Mandriva's Open Letter To Steve Ballmer
An anonymous reader writes "An entry on the Mandriva Blog, written by Mandriva CEO François Bancilhon, says that the Nigerian government, after ordering thousands of Classmate PCs with Mandriva Linux installed, has suddenly decided that they will instead install Windows. They will pay for the pre-loaded Mandriva Linux on the low-cost computing devices intended for children in the developing world, but immmediately replace the OS. The blog doesn't quite use the 'B' word but does suggest that this was not a decision that the Nigerian government made on its own."
Bribery.
Bribe :-)
Considering that Microsoft paid off Panasonic to drop Blu-Ray (despite Blu-Ray being ahead in sales of players and media), I'd suggest the B word is "Buy-Off".
(Of course, MS denies that they paid Panasonic anything, but as far as I know the NY Times is sticking to it's story. Maybe it's semantics - say a personal check from Gates is not the same as a payment from Microsoft...)
What version of Windows? If it's XP, well, the jokes on Nigeria. If it's Vista, then that's just cruel and unusual punishment.
The U.S. lifted the last of those sanctions in 2004. If you had spelled the name of the country correctly, you probably would have found it more easily.
Paying an official to make the decision: bribary
Donating the product for free: Donation
Giving the government (not an official) more money than the value of the product, on the condition it is used: Hybrid of both?
Regardless, I think the fanbois will say that MS didn't bribe them, and Nigeria just came to their senses, and realized a better product was available.
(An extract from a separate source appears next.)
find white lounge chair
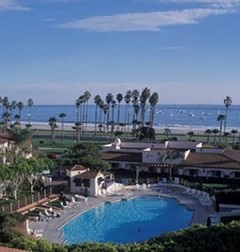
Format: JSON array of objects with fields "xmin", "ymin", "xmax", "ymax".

Never having used either solution, I can't say where I stand. However, reading that open letter tells me why Mandriva is not, and will never be a major player as long as Mr. Whiner is in charge. The tone seemed more of a bitchfest than anything trying to acquire more people in his court, without actually moving for a change. There was recently an article on CNN where a political pundit was talking about how so many people can complain, but so few actually do anything beyond that when something goes wrong. This open letter strikes me as that kind of thing, brought down to 5th grade level.
Self proclaimed typo king, and inventor of the bear destroying coffee table (patent not pending).
Er, no, but it does constitute dumping.
Our intelligent designer has never created an animal that we couldn't improve by strapping a bomb to it.
*checks Wikipedia*
Yes, you are mistaken. The Hausa, Igbo, and Yoruba languages use the Latin alphabet.
Circumcision is child abuse.
And exactly what is Microsoft going to be able to do to a sovereign Government that pirates their products? Sue them in the United States District Court?
About the only thing I could see happening is they push the US Government to push the WTO to punish them, but this assumes that Nigers economy isn't already in the shitter and that are a member of the WTO (are they?) to begin with.
I want peace on earth and goodwill toward man.
We are the United States Government! We don't do that sort of thing.
Um, the crap that you're spreading was about *Paramount* dumping Blu-Ray, not "Panasonic". (Panasonic still supports BR (foolishly IMO, since 95% of BR players sold are Sony PS3s, while Panasonic and the others are left to fight for the remaining 5%).)
I skimmed your link but didn't find any reference the NYT story that you say "the NY Times is sticking to". Rather, I saw a bunch of BR fanboys in tears, blaming Microsoft for their troubles. The NYT story to which you refer is Two Studios to Support HD-DVD Over Rival
The story cites two unnamed Viacom execs as saying that Paramount received 150 million dollars in financial incentives to dump BR for HD-DVD, but they don't say who the source of the financial incentives is. The same story goes on to *quote* *named* Microsoft VP Amir Majidimehr as denying speculation that Microsoft was the source of any such financial incentives (he said that while it may be that someone paid off Paramount, it wasn't Microsoft). The NYT "sticking to its story" doesn't say much, since the NYT didn't accuse Microsoft of anything. One could just as easily say that the NYT is sticking to its story that Microsoft didn't pay off Paramount, since their story has nobody accusing Microsoft of such and has Microsoft denying speculation of such.
Besides Microsoft VP Amir Majidimehr, Microsoft's Kevin Collins also went on the record saying that Microsoft made no payments to get Paramount to dump BR.
Microsoft Responds to Bill Hunts claims of a buyout
Microsoft's version of the story has since been proven correct.
Blu-Ray fanboy Bill Hunt, the primary spreader of the "Microsoft paid off Paramount" story, admitted that he was in the wrong:
Oopsie! Bill Hunt does a mea culpa. Now can the conspiracy theories stop?
The idea that Microsoft paid Paramount to dump BR was something that BR fanboys grasped onto (glossing over the fact that Sony did pay off Target to cease stocking HD-DVD players on the shelves).